Trouble getting out of bed in the morning. A lack of enthusiasm and energy. Not to mention the time change planned for this last Sunday in October, which will shorten the days even more. No doubt, while summer is a distant memory, a month after its official start, we are in the harsh fall, the official season of laziness, gloomy weather and nasopharyngitis .
So, how do you find a little fishing? Can we boost our immunity to keep respiratory viruses at bay? For many, the solution is to start a small autumn cure, to fill up with vitamins C, D, or magnesium. But between the contributions of the food, a possible deficit and the real needs, these cures are they really effective? 20 minutes sift through five. And “if avoiding deficiencies is obviously a good thing for health, we should not expect miracles from these cures either, in particular against Covid-19”, insists Thierry Souccar, scientific journalist and author of the book. Let’s stop sabotaging our immunity (Ed. Thierry Souccar).
Also called vitamin of the sun, the vitamin D is synthesized by the organization when one is exposed under its rays. It plays an essential role in bone health, and also in strengthening the immune system. “In particular innate immunity, which is the body’s first line of defense against infectious agents such as bacteria, fungi and viruses”, explains Thierry Souccar.
However, as the time change approaches, naturally filling up with this vitamin becomes more complicated. If oily fish and fortified dairy products contain vitamin D, “food hardly manages to meet the needs, and 75 to 80% of the French population is deficient in vitamin D at this time of the year, underlines science journalist. We can know if it is necessary thanks to a laboratory assay. And if you are in deficit, taking a vitamin D cure in the fall can be a good idea. Studies show that supplementation can have a preventive effect against classic winter respiratory viruses”. In pharmacies, we will choose “rather vitamin D3 to D2: it is closer to that which is naturally produced by the body, which absorbs it better”, advises Thierry Souccar.
Considered by many to be the energy vitamin, vitamin C supports brain activity, has antioxidant properties and contributes to the proper functioning of the immune system. “A varied diet, rich in fruits and vegetables, but also in offal, can meet the body’s needs. Numerous studies show a drop in vitamin C status during the cold seasons, when we may consume fewer plants than during the summer,” notes Thierry Souccar.
If a good dose of citrus – the clementine season is starting – may be enough, in the event of a deficit, “a vitamin C cure at this season may be indicated, believes the scientific journalist, but this supplementation is not a must. . In reality, it depends on the quantity and quality of the calories consumed: it will be more difficult to ensure sufficient intakes of vitamins and minerals if one has a diet that is too rich in ultra-processed products or too low in calories.
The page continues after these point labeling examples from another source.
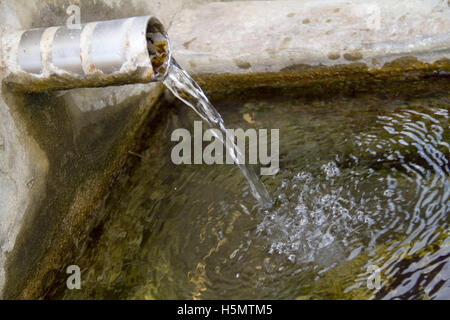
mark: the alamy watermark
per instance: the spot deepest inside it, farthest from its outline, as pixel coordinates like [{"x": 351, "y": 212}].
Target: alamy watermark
[
  {"x": 74, "y": 19},
  {"x": 215, "y": 153},
  {"x": 74, "y": 280}
]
Especially if you smoke or if you have respiratory function disorders, where the body will have increased needs for vitamin C, ”he continues. It would be a shame, in the middle of cold season, vitamin C is a precious ally to reduce the duration and intensity.
Little known, zinc is a valuable trace element, which helps the growth and proper functioning of the immune system. On the plate, it can be found in shellfish, seafood, red meat or eggs, which is better assimilated by the body than that contained in whole grains and vegetable proteins. However, “nearly 20% of the population would be in deficit, in particular vegetarian or vegan people and the elderly”, notes Thierry Souccar.
However, “it is better not to miss it when the risk of viral infection is high, as is the case at the moment, since zinc has the effect of disrupting the replication of many viruses in the body, adds he. It is probably one of the best allies against colds and certain viral infections, whether in prevention or to reduce their duration. Supplementation may be indicated for certain profiles, provided you take the right dose, neither too much nor too little, i.e. around 15 mg per day”.
It is one of the most popular cures of the season. Magnesium is an essential mineral to help the brain with energy production, protect against stress and slow the aging process. Here again, food can be enough to increase its intake, in particular seafood and oilseeds, “or even mineral waters naturally rich in magnesium, suggests Thierry Souccar. This can help to better resist stress and regain some energy.
If you still want to do a cure, “you have to know that there are different qualities. There is organic magnesium, a little more expensive but better absorbed by the body, and inorganic – including marine magnesium – which requires a higher dosage for the same benefits, but which can have a laxative effect,” he warns.
If it would not necessarily come to the mind of the greatest number of people to take a cure of probiotics, they are nevertheless the key players in our second brain: the intestinal microbiota, and play a major role in our body. “Probiotics are living bacteria naturally present in dairy products and other fermented foods such as miso or kefir,” says Thierry Souccar. Food can therefore be sufficient to ensure the quality of the intestinal flora”.
Probiotics essential for health and immune defences, since “disturbances in the microbiota can promote and aggravate respiratory infections, and conversely, when the flora harbors a good diversity of probiotics, this would strengthen resistance to winter infections, but also to reduce their duration and intensity, he underlines. They could also improve the effectiveness of flu vaccines in the elderly, who develop a weaker immune response. Supplementation can thus be interesting in the fall for people over 65”.